Mark was asked by National Geographic to shoot photos of the Berlin Wall protests in Germany. Abigail was at several of those protests for Greenpeace. Neither of them spoke a lick of German, nor had they even set foot on German soil beforehand. Mark took a photograph of her without her consent, and once the flash released from his camera, she broke it. Tore the film straight out and cracked his $5000 lens. When Mark tells the story of how they met, he always frames it as if breaking his camera was an accident. Whenever Abigail interjects, and she always does, she makes sure to correct him. The word “asshole” is used often in her version.

When Abigail tells their story, she always ends it with, “…and after calling him an asshole a few more times, and asking him how he thinks he has the right to take a photo of me at a time like this—his rebuttal was simply, ‘This is history. People around the world have a right to see this.’ That’s when I knew that I wanted to marry him.”

For fifteen years they had the life that every other married couple wanted. They never owned a house. They were too busy traveling. Then, after Mark got the news about his lungs, everything stopped. He stopped taking photographs; they stopped traveling. Mark stopped paying attention to Abigail; stopped paying attention to himself. He became angry with his fate, and in turn, angry with Abigail just by her being there. That woman loved him, and would’ve been there with him until his last breath, but Mark pushed her so far away that she no longer existed. She faded away back into the world. Although it was too late, Mark realized that he was imbuing the very nature of his own cancer cells—he was becoming cancer. He opened his eyes again. Really opened them. He became an in-house photographer for an advertising company, and married Steven’s mother, Cynthia, a model that he would photograph for store catalogues. They divorced him after twenty-five years of marriage. Cynthia loved Mark just as much as Abigail did, maybe more. Mark did not love her back. She thought that that was just how Mark was as a person. She was accurate, in some sense, but Cynthia never fully realized how accurate.

Frankly, she didn’t try to investigate Mark or his true feelings, she just wanted to make this all work. She wanted a family. And she got one, for a time. Mark’s cancer got worse and so did his old ways. Steven still sees his mother every day, but she cannot—she will not—go and see that man. Even on his deathbed.

“Your father not only loathes himself because of his situation, he ropes everyone stupid enough to care about him into his misery. I’m glad that you turned out to be very unlike him.”

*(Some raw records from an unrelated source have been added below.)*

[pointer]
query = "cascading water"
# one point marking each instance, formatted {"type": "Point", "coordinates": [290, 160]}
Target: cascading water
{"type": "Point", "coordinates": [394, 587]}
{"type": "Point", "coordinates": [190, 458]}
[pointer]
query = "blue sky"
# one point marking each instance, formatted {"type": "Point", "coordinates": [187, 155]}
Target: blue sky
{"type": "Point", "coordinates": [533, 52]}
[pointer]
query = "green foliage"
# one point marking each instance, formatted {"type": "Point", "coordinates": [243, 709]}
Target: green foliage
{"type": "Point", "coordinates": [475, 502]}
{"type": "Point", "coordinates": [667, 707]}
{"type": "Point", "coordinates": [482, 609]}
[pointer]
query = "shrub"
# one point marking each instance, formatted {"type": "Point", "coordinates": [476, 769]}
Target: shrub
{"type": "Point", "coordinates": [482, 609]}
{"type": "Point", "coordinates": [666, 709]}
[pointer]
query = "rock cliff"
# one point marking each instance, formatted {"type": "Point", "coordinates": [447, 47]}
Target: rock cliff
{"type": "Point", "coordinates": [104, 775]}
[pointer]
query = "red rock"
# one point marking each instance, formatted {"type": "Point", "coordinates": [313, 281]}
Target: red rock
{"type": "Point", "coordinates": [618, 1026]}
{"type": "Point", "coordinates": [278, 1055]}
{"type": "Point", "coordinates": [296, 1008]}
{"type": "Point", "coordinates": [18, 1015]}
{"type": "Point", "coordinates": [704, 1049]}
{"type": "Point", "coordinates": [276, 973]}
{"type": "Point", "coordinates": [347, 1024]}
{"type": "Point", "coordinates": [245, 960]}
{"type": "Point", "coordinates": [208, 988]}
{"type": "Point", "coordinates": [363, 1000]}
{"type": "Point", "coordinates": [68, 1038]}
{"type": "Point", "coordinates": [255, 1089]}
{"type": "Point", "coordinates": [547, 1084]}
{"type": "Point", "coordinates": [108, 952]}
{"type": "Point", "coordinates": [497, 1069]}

Steven tries his best not to judge anyone. Mainly because the only words that he’s ever heard are those of judgement: mom judging dad, dad judging him, dad judging himself, rinse and repeat. Steven cannot—he will not—allow himself to succumb to the same projecting and selfishness.

Steven considers himself happy. He has a stable job. But having no spouse or girlfriend or any real friends Has left many openings for his father to pass his judgements. To lie there and tell Steven about who a man of his age is supposed to be. Steven shouldn’t be trapped in an office withering away as he designs some tall building or another. He should be out, exploring the world and meeting people. He should have a wife and two kids by now. What is the matter with him? How could Steven let his life fall in such disarray? His father would stir up this negative rhetoric toward Steven between intervals of sanguine expectorate. Steven would just nod and try not to let any of it phase him.

He doesn’t want to, is that really wrong? Has Steven not lived a good life so far? Granted, he doesn’t have a partner or children or a model home with the picket fence, but is that the only path toward happiness? Steven thinks that he’s happy. It can be a difficult feeling to recognize some times. Is he not happy?

As his father slowly slips into nothingness, the muscles in Steven’s back and neck gradually relax. If this isn’t happiness, Steven doesn’t know what is.